Vincent closed his eyes as he walked through the house once to kill the lights, at least those that would spill forth onto the lawn, and maybe arouse the attention of a sleeping neighbour. Anything that he thought could go wrong, he had accounted for, and planned around. The lights were off, and in the darkness, his mother was little more than a silhouette, and less than a feather in his arms. He kissed her cheek once as he carried her to the double-glass doors.

Her body was laid into the ground, and as he jumped down into the hole, he moved her arms across her abdomen, kissing her once more on the cheek before climbing out and returning for his father. His weight was pulled through the dining room, and out onto the patio. Vincent heard the crack of a twig and froze, his father smacking his head on the concrete. Under the tree, he saw the small pinpricks of the cat, watching him. Vincent could finally breathe, and lifted his father once more under the armpits. Vincent kept his eyes on the cat, and attention to the tree, to try and drown the dead weight dragging across the lawn, the rustle of the grass as his father passed over it. He imagined the odd squelching sound in movies, of a gutted corpse, but there was nothing but the lifeless body of his father.

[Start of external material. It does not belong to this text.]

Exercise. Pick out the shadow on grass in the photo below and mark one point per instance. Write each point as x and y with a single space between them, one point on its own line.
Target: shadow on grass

The positioning of his father's body into the hole was difficult, not wanting to step on his mother, or disrupt her in anyway. It was after several minutes that he finally emerged from the hole, and tossed the first mounds of dirt upon his parents. 

Once he had patted the last clod of dirt in with the head of the shovel, he tossed it to the side, no longer concerned about the noise, and knelt over his mother and father, placing a single handprint in the dirt. With a sigh, he stood and gestured for the cat to follow. It felt familiar, walking into the house dusted with dirt, and returning to the bathroom with the cat at his heel. His body may have a duller, aged ache, and there wasn't the bottle of yellow pills in the sink, but he had been here before. He wiped the dirt away, and stared into the mirror, eyes fixed on the reflection. What had changed was the pain, the deeper pain, and the closure that he felt. He did not shy away from the reflection, he saw the change in his eyes, and the comfort in his body. It was inside him now, as he dressed once more in clean clothes, and hitched a nap sack over his shoulder.

A dull flicker of yellow flames licked at the curtains of the house. All he knew now was that his feet were carrying him to the city, with the feline in his wake like a stalking butler.